Shell May Try Floating LNG Tech in Egypt

March 24, 2009
Dinakar Sethuraman, Bloomberg

Royal Dutch ShellPLC, Europe’s largest oil company, may produce liquefied natural gas from an area in Egypt using a floating vessel, a government official said.

Shell may use the untested floating LNG technology in the northeastern part of the Mediterranean sea near Cyprus to produce the cleaner-burning fuel, said Omar El Sisi, an official at state-owned Egyptian Natural Gas Holding Co.

The Egyptian government last year announced it won’t sign new gas-export contracts until 2010, citing price volatility and the need to meet domestic demand. Explorers must set aside a third of gas reserves for domestic use and a third for storage before being allowed to export the rest.

“We have no comments to make on floating LNG at this point in time,” Catherine Aitken, a spokeswoman for Shell, said in an e-mail today.

The Egyptian government agreed last year to pay more for gas supplied by foreign companies to the domestic market to attract investments in deep water areas.

Shell, the world’s biggest non-government LNG producer, is studying the use of floating LNG terminals for projects in Australia, Egypt and Iraq, John Mills, an executive vice president for gas and power in North Africa, Middle East and South Asia, told reporters in November.

Shell will invest $337 million in Egypt’s West Desert field in 2009-10, the country’s Oil Ministry said in January. The North African nation’s economic growth will ease to 3.5 percent this year from 7 percent the past two years because of the global recession, Standard Chartered said on Feb. 12.

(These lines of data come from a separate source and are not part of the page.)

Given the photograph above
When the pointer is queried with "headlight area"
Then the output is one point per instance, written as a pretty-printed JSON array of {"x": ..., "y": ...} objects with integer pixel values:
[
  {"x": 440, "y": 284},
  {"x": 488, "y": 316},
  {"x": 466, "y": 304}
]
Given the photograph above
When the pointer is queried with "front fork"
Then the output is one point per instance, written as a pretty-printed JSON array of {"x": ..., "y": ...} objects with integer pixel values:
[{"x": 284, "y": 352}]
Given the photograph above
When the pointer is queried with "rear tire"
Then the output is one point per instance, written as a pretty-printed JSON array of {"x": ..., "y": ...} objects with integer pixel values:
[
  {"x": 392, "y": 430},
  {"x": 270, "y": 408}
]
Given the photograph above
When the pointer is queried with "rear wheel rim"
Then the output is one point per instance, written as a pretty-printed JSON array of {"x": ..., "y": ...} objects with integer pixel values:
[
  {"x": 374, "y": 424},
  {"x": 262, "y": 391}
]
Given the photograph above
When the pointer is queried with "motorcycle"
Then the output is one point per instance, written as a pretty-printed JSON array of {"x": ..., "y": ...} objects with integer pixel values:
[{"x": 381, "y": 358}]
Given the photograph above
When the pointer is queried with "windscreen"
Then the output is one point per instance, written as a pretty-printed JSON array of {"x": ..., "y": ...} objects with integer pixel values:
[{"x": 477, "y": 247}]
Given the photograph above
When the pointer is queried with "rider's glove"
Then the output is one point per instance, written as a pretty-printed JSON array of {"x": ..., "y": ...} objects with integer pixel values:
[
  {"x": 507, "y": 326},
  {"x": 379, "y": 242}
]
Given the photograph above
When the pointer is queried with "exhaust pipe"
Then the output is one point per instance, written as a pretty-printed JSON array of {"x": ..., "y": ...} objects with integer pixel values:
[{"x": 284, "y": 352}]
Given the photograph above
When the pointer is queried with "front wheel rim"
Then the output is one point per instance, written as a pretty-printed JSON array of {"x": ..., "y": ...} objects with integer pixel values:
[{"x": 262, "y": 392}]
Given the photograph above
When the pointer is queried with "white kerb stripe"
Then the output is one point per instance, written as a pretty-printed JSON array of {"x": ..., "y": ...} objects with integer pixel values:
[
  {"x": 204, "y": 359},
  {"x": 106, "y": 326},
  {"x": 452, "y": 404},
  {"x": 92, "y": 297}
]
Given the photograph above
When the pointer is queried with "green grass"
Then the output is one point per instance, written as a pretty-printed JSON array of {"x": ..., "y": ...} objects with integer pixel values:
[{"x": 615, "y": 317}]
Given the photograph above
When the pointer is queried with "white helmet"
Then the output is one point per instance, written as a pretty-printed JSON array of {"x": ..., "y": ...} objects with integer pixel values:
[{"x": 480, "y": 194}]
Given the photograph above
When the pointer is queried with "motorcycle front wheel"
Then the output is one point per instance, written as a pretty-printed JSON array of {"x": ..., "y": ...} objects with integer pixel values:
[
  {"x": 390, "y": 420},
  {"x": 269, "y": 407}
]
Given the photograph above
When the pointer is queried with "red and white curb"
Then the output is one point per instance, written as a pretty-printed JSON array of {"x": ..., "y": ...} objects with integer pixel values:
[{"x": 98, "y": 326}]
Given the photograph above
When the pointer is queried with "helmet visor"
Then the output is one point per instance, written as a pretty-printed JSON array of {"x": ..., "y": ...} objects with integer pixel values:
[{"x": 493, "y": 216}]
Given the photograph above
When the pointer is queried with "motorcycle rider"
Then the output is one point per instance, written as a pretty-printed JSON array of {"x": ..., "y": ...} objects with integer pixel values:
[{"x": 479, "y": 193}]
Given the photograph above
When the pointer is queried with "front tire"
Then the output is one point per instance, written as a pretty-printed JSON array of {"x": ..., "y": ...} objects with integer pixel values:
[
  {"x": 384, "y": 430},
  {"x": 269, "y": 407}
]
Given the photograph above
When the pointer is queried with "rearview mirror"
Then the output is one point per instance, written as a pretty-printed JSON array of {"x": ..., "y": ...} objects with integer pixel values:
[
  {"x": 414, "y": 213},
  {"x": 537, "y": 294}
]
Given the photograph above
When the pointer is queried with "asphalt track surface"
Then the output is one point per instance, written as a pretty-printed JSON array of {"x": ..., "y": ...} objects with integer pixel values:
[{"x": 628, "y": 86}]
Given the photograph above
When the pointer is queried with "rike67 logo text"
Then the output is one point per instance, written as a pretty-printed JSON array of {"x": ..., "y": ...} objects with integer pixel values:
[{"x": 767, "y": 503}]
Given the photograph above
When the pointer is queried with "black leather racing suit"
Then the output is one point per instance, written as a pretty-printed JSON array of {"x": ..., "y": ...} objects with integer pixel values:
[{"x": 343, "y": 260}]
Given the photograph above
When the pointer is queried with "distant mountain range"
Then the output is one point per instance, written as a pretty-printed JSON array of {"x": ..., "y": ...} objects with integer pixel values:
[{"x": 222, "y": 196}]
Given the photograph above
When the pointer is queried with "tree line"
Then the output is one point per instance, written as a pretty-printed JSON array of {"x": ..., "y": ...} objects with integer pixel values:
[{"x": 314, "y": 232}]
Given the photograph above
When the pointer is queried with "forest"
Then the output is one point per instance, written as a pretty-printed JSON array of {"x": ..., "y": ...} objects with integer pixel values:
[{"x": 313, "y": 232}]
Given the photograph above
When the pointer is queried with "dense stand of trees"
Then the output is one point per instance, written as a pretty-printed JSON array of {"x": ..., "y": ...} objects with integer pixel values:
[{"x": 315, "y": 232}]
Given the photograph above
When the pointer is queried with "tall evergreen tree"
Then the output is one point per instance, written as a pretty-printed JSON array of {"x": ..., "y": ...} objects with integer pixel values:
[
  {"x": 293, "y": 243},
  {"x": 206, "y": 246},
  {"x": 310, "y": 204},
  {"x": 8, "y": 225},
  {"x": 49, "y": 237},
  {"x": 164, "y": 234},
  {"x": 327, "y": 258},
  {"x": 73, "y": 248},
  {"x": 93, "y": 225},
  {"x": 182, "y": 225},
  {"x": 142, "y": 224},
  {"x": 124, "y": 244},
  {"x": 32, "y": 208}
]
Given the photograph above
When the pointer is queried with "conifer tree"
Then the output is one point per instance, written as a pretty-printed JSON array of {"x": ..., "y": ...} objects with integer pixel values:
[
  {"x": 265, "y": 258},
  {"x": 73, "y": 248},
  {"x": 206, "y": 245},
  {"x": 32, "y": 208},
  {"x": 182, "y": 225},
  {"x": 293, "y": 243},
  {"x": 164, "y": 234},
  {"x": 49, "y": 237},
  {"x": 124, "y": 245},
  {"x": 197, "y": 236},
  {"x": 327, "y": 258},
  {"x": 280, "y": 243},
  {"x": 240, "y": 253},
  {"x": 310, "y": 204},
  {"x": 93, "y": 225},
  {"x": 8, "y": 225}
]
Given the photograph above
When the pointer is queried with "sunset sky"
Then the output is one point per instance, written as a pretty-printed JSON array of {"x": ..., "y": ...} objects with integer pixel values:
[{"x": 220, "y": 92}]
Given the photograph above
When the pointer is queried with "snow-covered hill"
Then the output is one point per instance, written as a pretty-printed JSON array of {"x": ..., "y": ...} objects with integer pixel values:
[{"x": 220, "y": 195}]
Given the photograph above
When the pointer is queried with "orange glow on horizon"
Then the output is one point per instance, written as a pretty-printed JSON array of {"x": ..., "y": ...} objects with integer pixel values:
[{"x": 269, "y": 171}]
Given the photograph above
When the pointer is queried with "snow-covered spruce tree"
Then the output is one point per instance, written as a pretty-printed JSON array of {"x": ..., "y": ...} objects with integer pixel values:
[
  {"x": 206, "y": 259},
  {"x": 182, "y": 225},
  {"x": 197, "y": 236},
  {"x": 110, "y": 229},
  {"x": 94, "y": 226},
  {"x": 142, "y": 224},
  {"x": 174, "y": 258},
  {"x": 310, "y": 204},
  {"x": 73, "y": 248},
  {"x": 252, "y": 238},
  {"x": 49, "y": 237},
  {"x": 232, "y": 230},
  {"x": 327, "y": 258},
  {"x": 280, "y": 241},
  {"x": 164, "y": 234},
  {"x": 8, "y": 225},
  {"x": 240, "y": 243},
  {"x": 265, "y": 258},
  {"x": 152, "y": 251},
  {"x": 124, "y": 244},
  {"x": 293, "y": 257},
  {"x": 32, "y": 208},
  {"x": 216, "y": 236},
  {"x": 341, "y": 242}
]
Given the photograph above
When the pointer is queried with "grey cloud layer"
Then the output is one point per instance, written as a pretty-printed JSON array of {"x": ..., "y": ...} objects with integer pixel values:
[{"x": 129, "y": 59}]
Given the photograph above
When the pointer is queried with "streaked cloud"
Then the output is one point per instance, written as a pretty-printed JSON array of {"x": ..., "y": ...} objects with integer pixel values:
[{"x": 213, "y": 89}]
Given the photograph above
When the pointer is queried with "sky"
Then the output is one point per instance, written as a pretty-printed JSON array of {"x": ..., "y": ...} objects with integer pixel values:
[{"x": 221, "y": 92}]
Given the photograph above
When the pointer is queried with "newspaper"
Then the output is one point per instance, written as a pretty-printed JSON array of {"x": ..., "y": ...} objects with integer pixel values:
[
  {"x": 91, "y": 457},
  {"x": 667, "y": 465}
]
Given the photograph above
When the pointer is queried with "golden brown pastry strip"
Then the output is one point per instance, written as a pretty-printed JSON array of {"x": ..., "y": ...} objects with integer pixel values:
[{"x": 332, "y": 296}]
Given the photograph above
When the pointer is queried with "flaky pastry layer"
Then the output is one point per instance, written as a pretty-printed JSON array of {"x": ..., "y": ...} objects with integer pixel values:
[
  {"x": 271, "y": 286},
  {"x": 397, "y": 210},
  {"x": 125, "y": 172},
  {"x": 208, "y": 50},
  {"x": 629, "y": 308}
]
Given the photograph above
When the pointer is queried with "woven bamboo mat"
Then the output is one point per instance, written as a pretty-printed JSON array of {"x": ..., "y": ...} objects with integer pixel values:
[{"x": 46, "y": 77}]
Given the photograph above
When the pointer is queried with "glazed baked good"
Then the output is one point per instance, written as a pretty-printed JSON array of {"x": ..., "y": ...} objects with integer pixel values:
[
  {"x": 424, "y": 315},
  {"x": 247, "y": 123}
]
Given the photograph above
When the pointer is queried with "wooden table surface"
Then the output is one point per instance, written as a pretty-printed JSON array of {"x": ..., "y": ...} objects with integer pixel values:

Egypt produces 700,000 barrels of oil per day, Oil Minister Sameh Fahmy said in a statement on the ministry’s Web site. That compares with a record high of 950,000 barrels in 1995.

Floating facilities may take less than half the time to build compared with onshore units and may cost a third of an onshore plant, Citigroup Inc. said in April.

LNG is natural gas chilled to liquid form, reducing it to one-six-hundredth of its original volume, for transportation by ships to destinations not connected by pipeline.